Het eerste voorbeeld betreft een Nederlandse consument die in Spanje op vakantie is. Hij krijgt daar te maken met een in Spanje gevestigde handelaar, die hem een aanbod doet tot het aangaan van een timeshare van een vakantiehuisje. De consument gaat de overeenkomst aan, maar krijgt op enig moment een conflict met de handelaar en wil een procedure tegen hem starten om de overeenkomst te ontbinden. Het toepasselijk recht wordt in het geval van een vordering op grond van een overeenkomst bepaald via de Verordening Rome I (Verordening (EG) nr. 593/2008 van het Europees Parlement en de Raad van 17 juni 2008 inzake het recht dat van toepassing is op verbintenissen uit overeenkomst). Het recht van de woonplaats van de consument, Nederlands recht, geldt als de handelaar een commerciële activiteit heeft gericht op Nederland (artikel 6 Verordening Rome I). Wat precies onder «gerichte activiteit» moet worden verstaan, ligt op dit moment voor bij het Hof van Justitie van Europese Unie (zaken Alpenhof (C-144/09) en Pammer (C-585/09). Is er geen sprake van een «gerichte activiteit» dan zal, behoudens rechtskeuze, het recht van het land waar het onroerend goed gelegen is van toepassing zijn. Dit levert dus de toepasselijkheid van Spaans recht op, waarin ook de richtlijn is geïmplementeerd (artikel 4 lid 1, onderdeel c, Verordening Rome I). Ook als een rechtskeuze is gemaakt voor het recht van een niet-EU lidstaat is de richtlijn toepasselijk. De richtlijn maakt het in dit geval onmogelijk voor de handelaar om door middel van een rechtskeuze de bepalingen van de richtlijn te omzeilen, omdat er sprake is van een in Spanje gelegen onroerend goed (artikel 12 lid 2, eerste onderdeel van de richtlijn).

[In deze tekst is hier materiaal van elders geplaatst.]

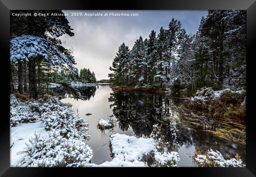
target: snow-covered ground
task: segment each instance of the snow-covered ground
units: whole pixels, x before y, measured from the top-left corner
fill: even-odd
[[[16,165],[25,155],[19,152],[26,149],[25,143],[28,142],[28,139],[36,133],[41,136],[46,136],[48,133],[43,127],[43,124],[40,122],[27,124],[21,124],[16,127],[11,127],[10,142],[10,164],[11,166]]]
[[[117,133],[111,135],[110,142],[114,156],[112,160],[100,165],[92,164],[91,166],[147,167],[147,164],[141,160],[144,156],[149,155],[153,156],[154,155],[155,162],[160,166],[176,166],[180,160],[177,152],[158,151],[156,142],[152,138],[137,138]]]
[[[90,138],[86,132],[89,124],[69,105],[48,95],[25,102],[11,95],[10,107],[11,166],[78,167],[89,163],[92,150],[85,143]],[[30,122],[27,117],[36,118]]]
[[[207,151],[206,155],[198,154],[195,159],[199,164],[213,163],[215,166],[221,167],[244,167],[245,165],[243,163],[238,155],[234,158],[225,159],[221,154],[218,151],[214,151],[210,149]]]
[[[80,82],[71,82],[71,83],[70,83],[70,85],[71,87],[82,87],[82,86],[96,86],[96,85],[100,85],[100,84],[97,83],[83,83]],[[55,87],[61,87],[61,84],[59,84],[56,83],[50,83],[49,87],[55,88]]]
[[[58,87],[61,87],[61,85],[56,83],[50,83],[50,85],[49,86],[50,88]]]
[[[80,82],[72,82],[71,83],[72,87],[82,87],[82,86],[95,86],[96,85],[100,85],[100,84],[94,83],[83,83]]]
[[[98,123],[98,124],[104,126],[105,127],[109,127],[112,126],[112,124],[111,124],[111,121],[109,120],[108,119],[100,119],[99,120],[99,122]]]

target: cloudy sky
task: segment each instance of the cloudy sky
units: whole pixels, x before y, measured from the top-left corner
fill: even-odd
[[[63,10],[75,34],[70,37],[61,37],[64,46],[72,48],[78,70],[89,68],[95,74],[97,80],[108,79],[109,67],[117,52],[124,42],[130,49],[141,35],[148,37],[154,30],[157,34],[161,26],[168,28],[171,19],[180,20],[182,28],[188,34],[196,32],[202,17],[206,11],[74,11]],[[138,16],[71,16],[71,13],[135,13]]]

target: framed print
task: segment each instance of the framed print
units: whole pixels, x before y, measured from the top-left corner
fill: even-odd
[[[254,1],[1,0],[1,175],[255,176]]]

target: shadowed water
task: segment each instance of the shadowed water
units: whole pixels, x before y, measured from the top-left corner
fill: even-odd
[[[186,96],[112,90],[109,85],[106,84],[76,88],[84,100],[72,98],[71,93],[61,88],[54,88],[54,91],[64,98],[62,102],[71,103],[75,112],[78,111],[80,116],[88,120],[91,139],[86,144],[93,152],[92,163],[98,164],[112,160],[108,144],[111,135],[119,133],[147,138],[156,124],[160,125],[166,135],[165,140],[170,145],[167,151],[178,152],[180,160],[178,166],[196,166],[191,156],[196,148],[200,147],[211,147],[219,151],[224,158],[234,157],[238,153],[245,162],[245,146],[223,140],[202,129],[207,129],[207,126],[203,129],[191,128],[179,123],[176,137],[171,135],[172,125],[165,118],[172,115],[174,107],[179,106],[186,100],[182,99]],[[88,113],[92,114],[86,116]],[[97,128],[100,119],[106,119],[112,114],[116,122],[114,128],[104,132]],[[214,121],[211,117],[202,119],[204,120],[201,124],[214,127]]]

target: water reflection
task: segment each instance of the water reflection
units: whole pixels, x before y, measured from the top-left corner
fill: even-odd
[[[183,157],[178,164],[179,166],[195,166],[187,154],[193,155],[195,149],[200,147],[211,148],[226,158],[233,157],[238,153],[245,162],[245,146],[223,140],[205,131],[217,126],[213,117],[190,111],[184,117],[178,115],[181,121],[175,125],[166,118],[183,111],[182,109],[177,109],[185,100],[177,98],[180,96],[111,90],[107,85],[76,88],[87,101],[74,100],[72,93],[61,88],[54,89],[62,96],[68,96],[62,101],[78,107],[80,116],[88,120],[91,139],[87,143],[94,151],[96,150],[91,159],[92,163],[100,164],[104,160],[111,160],[108,146],[99,149],[108,142],[111,135],[119,133],[138,138],[148,137],[155,124],[159,125],[161,133],[164,135],[163,141],[168,143],[165,150],[179,151],[180,157]],[[88,112],[92,115],[85,116]],[[116,126],[104,133],[97,129],[98,120],[107,118],[112,114]],[[203,126],[188,127],[182,120],[191,116]]]
[[[83,97],[84,100],[90,100],[91,98],[93,98],[95,96],[96,90],[99,88],[99,86],[83,86],[74,87],[74,88],[77,90],[81,95]],[[62,98],[66,96],[73,98],[78,100],[79,98],[74,96],[74,92],[72,90],[63,88],[62,87],[58,87],[53,88],[53,92],[56,93]]]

Het tweede voorbeeld betreft een Nederlandse consument die op vakantie in Turkije en met een aldaar gevestigde handelaar een overeenkomst betreffende een vakantieproduct van lange duur sluit. De consument meent dat de handelaar zijn verplichtingen uit de overeenkomst niet nakomt en schort de betaling op. In reactie dagvaardt de handelaar uit Turkije de consument voor de Nederlandse rechter om betaling af te dwingen. Verordening Rome I leidt in dit geval, behoudens rechtskeuze, tot de toepasselijkheid van Turks recht (artikel 4 lid 1, onderdeel c, Verordening Rome I). Niettemin zal de Nederlandse rechter op grond van artikel 50i lid 3 de bepalingen van titel 1A toepassen als de Turkse handelaar zijn activiteiten op enige Europese of EER-lidstaat richt (zie artikel 12 lid 2, tweede onderdeel van de richtlijn). In deze situatie biedt de richtlijn de consument aanvullende bescherming ten opzichte van Verordening Rome I.